There seems to be some confusion, however, whether the disorganization and fragmentation of the opposition movement can have positive effects. A recent blog-post in ForeignPolicy.com by Elizabeth O’Bagy argues that the movement’s characteristic fragmentation is what makes it so resilient – which should bode well for its supporters. Apparently, the Syrian opposition is employing what one could call the “Hamas Model” of the 1990s and 2000s: a strong and stable external leadership, with a vulnerable yet highly fluid internal leadership. But what O’Bagy views as “good” for the durability of the opposition movement in general, may only exacerbate the “bad” that comes from factional competition. High degrees of factional resiliency will only ensure that groups remain divided as each believes it can achieve its specific goals independently. In such a scenario we are bound to see deeper factional in-fighting and its toll on the Syrian public.

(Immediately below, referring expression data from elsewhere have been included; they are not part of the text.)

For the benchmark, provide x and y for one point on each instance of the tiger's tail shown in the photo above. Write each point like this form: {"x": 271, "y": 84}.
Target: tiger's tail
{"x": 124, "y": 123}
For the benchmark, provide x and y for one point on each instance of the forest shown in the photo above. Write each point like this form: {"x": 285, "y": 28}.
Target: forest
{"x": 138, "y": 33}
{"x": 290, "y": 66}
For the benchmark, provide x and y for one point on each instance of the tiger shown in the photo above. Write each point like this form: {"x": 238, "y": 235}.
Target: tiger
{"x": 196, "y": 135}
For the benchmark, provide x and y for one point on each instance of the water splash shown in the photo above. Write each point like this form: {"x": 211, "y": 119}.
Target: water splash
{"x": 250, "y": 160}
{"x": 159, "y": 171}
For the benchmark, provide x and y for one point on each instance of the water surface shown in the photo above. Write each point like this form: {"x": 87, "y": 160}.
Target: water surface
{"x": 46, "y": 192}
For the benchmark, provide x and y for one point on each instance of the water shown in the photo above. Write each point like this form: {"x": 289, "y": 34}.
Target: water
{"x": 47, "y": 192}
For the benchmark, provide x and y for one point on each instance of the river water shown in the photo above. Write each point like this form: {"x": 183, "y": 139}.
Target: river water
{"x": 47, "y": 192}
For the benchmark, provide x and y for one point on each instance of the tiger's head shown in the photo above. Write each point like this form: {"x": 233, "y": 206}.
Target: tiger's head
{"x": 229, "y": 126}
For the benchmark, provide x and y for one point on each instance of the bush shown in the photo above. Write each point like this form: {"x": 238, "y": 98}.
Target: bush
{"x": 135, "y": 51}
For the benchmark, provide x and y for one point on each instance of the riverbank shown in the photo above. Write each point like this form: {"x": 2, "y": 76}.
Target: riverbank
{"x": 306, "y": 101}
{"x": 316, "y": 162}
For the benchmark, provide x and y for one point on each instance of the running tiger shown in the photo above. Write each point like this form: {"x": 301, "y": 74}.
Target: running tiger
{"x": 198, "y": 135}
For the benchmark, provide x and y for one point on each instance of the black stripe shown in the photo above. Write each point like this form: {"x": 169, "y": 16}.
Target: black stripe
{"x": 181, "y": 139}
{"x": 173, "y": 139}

This is not to say that “all is lost in Syria,” or that the Syrian civil war will reach Algerian proportions. Though the level of violence in Syria is already at dizzying heights, opportunities still exist to reverse the three exacerbating trends discussed above. First, the international backers of the FSA – including the US, Saudi Arabia, and Turkey – should make aid contingent on the group’s respect for the rights of combatants and non-combatants. While the Assad regime would be less likely to reciprocate the opposition’s unilateral restraint, it is likely to slow the aggregate spiral of human rights violations, as well as help ensure that the Syrian opposition can maintain whatever support it already holds. Second, the international community should do all it can to ensure the safety and security of foreign and domestic journalists within Syria. At some point, those responsible for human rights violations (on both sides) should be held accountable and the international community should work to ensure that those individuals remain identifiable over the course of the conflict. Finally, it is always possible that the Syrian opposition can be unified. Still, should the opposition succeed, a serious effort should be made to ensure that the coalition does not backslide into inter-factional fighting as it has in Libya.